I tried it out and it works with ‘headers’ and ‘data’ only. ‘style’, ‘meta’ and ‘width’ are not needed.

Note:
The size of the given spreadsheet doesn´t matter. The openBIS spreadsheet in the User Client will always show columns A to AD and rows 1 to 30, even if your given structure contains only 5 columns and 2 rows.
E.g. mine was:

spreadsheet = {'headers': ['Name', 'ID', 'SizeX', 'SizeY', 'SizeZ'],
               'data': [['99.tif', '997777', '9', '999', '9999'],
                        ['55.tif', '5', '555', '5', '55']]}

Hello Everyone,
here’s an example for how we used the spreadsheet for dynamic properties:

import base64
import re
import collections
import json


def json_load_byteified(file_handle):
    return _byteify(
        json.load(file_handle, object_hook=_byteify),
        ignore_dicts=True
    )

def json_loads_byteified(json_text):
    return _byteify(
        json.loads(json_text, object_hook=_byteify),
        ignore_dicts=True
    )

def _byteify(data, ignore_dicts = False):
    if isinstance(data, str):
        return data

    # If this is a list of values, return list of byteified values
    if isinstance(data, list):
        return [ _byteify(item, ignore_dicts=True) for item in data ]
    # If this is a dictionary, return dictionary of byteified keys and values
    # but only if we haven't already byteified it
    if isinstance(data, dict) and not ignore_dicts:
        return {
            _byteify(key, ignore_dicts=True): _byteify(value, ignore_dicts=True)
            for key, value in data.items() # changed to .items() for Python 2.7/3
        }

    # Python 3 compatible duck-typing
    # If this is a Unicode string, return its string representation
    if str(type(data)) == "<type 'unicode'>":
        return str(data.encode('utf-8'))

    # If it's anything else, return it in its original form
    return data

class Spreadsheet:
    def __init__(self, data):
        self.data = to_dict(data)

    def get_pos(self, key):
        if len(key) != 2:
            raise ValueError("Key should be at most two elements long")
        else:
            x = self.data['headers'].index(key[0]) 
            y = int(key[1]) - 1
        return y, x


    def __getitem__(self, key):
        x, y = self.get_pos(key)
        return self.data['data'][x][y]

    def __setitem__(self, key, value):
        x, y = self.get_pos(key)
        self.data['data'][x][y] = value

def extract(xml):
    """
    Extract only the "DATA" Portion 
    """
    pattern = "<DATA>(.*)<\/DATA>"
    res = re.search(pattern, xml)
    value = res.groups(0)
    return value[0]

def decode_b64(uu_data):
    """
    Return the spreadsheet as JSON string
    """
    return base64.b64decode(uu_data)

def to_dict(prop):
    data = json_loads_byteified(decode_b64(extract(prop)))
    return data

def from_dict(data):
    encoded = base64.b64encode((json.dumps(data)))
    return "<DATA>{0}</DATA>".format(encoded)

def calculate():
    prop = entity.propertyValue('DATA')
    sp = Spreadsheet(prop)
    sp["B3"]= sp["B2"] * 2 + sp["A2"]
    return from_dict(sp.data)

1 Like

Hi @bafe,

could you also share the configuration of the assigned property type for that script?
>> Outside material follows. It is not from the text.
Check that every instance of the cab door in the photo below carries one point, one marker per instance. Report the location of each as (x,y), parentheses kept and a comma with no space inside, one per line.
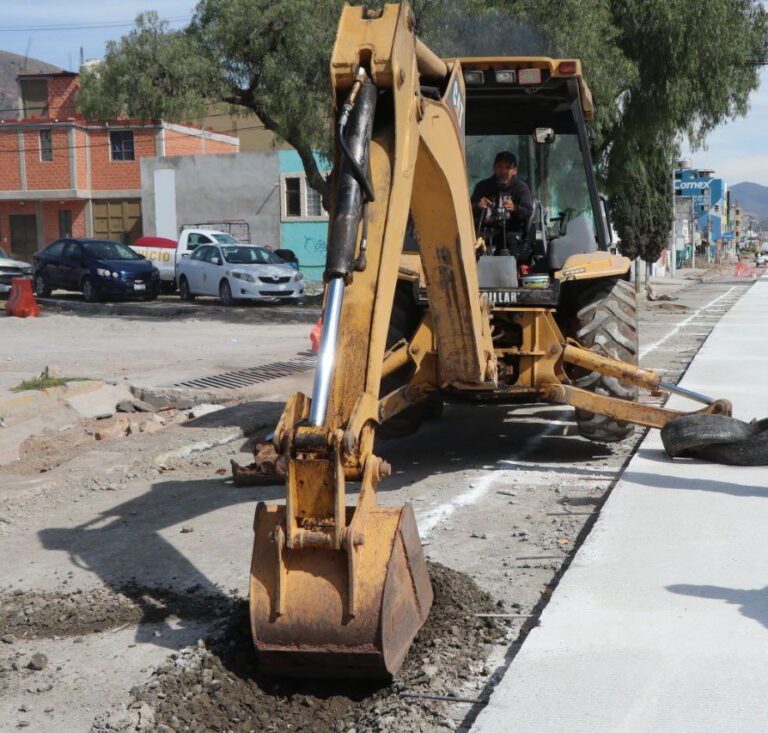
(192,268)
I have two property types (xml converted with the spreadsheet functionality).
I tried to retrieve the content of the first spreadsheet and simply paste this to the other via a dynamic property plugin.
Sadly it fails. The result (evaluate button of the dynamic property plugin) looks correct but I don´t see anything in the user interface.

Have a nice evening,
Julia

1 Like

Hello Julia, here is the description we wrote in our documentation:

This example is written as a jython dynamic property plugin and can be tested on an openBIS object with a DATA property of type XML. As you can see in the calculate function, you can now reference spreadsheet cells like python dictionaries and use these for computations.

1 Like

Thank you so much!
I didn´t notice I could return a dict but tried to encode it like written above. It works now :slight_smile:

EDIT:
Somehow I saw it once but cannot see any content of this Object anymore…
The log files state “Error: Provided value isn´t a well formed XML document. Content is not allowed in prolog.”.

I tried it with this code now and it´s finally working :partying_face:

Thank you all very very much for your help!